Preuve en est tout le travail accompli par Duke Ellington avec ses suites africaines ( Togo Brava Suite, Liberian Suite), croisement des imaginaires musicales du Duke et de sa vision parfois lointaine du continent, mais toujours positive, roborative. Ou l’image de l’Egypte à travers le délire des engins phonogènes d’un Sun Ra dans Nubia ou Watusa (Angels and demons at Play). La seule musique qui me donne, par son romantisme, l’impression de repousser la mort, le jazz, ne pouvait approcher l’Afrique que par ses aspects lumineux, énergiques et branchés sur les autres cultures musicales du monde. Et ce n’est pas Don Cherry qui me démentira, lui dont le suffoquant « Togo » (cf. l’album Old and New Dreams) a ceci de commun avec ma conclusion qu’il s’inspire d’un chant traditionnel du Ghana, mais laisse libre cours à un affect musical séduisant et une technicité métissée qui font que l’Afrique, thématique et pensée musicale, n’a rien de statique ni de folklorique durant les 5 minutes 41 secondes d’écoute. L’Afrique selon le jazz? Un point de non-retour.

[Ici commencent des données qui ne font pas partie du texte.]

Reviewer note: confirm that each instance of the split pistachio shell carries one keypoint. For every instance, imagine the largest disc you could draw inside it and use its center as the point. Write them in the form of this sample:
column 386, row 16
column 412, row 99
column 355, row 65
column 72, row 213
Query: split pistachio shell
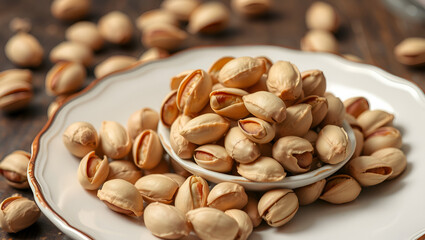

Par-delà la rythmique, la vocalité, la couleur mélodique ou le chant, un territoire politiquement et musicalement structurant, à en croire Philippe Carles et Jean-Louis Comolli dans leur ouvrage culte, Free Jazz, Black Power (Gallimard, Folio, n°3400). Au fait, pourquoi je vous raconte tout cela? Parce que se tient actuellement du 1er au 10 juillet le Togoville Jazz festival, et qu’un ami m’a rapporté avoir entendu le promoteur du festival déclarer sur une télé ceci: « Quand on écoute Agbadja, c’est du jazz qu’on écoute ». Ce n’est pas faux, mais pour que l’évidence soit acceptée, il faudrait expliquer comment les rythmiques de ces deux genres musicaux finissent par se rejoindre. Bon festival aux amateurs de cette musique qui nous tire vers les profondeurs de l’expérience humaine.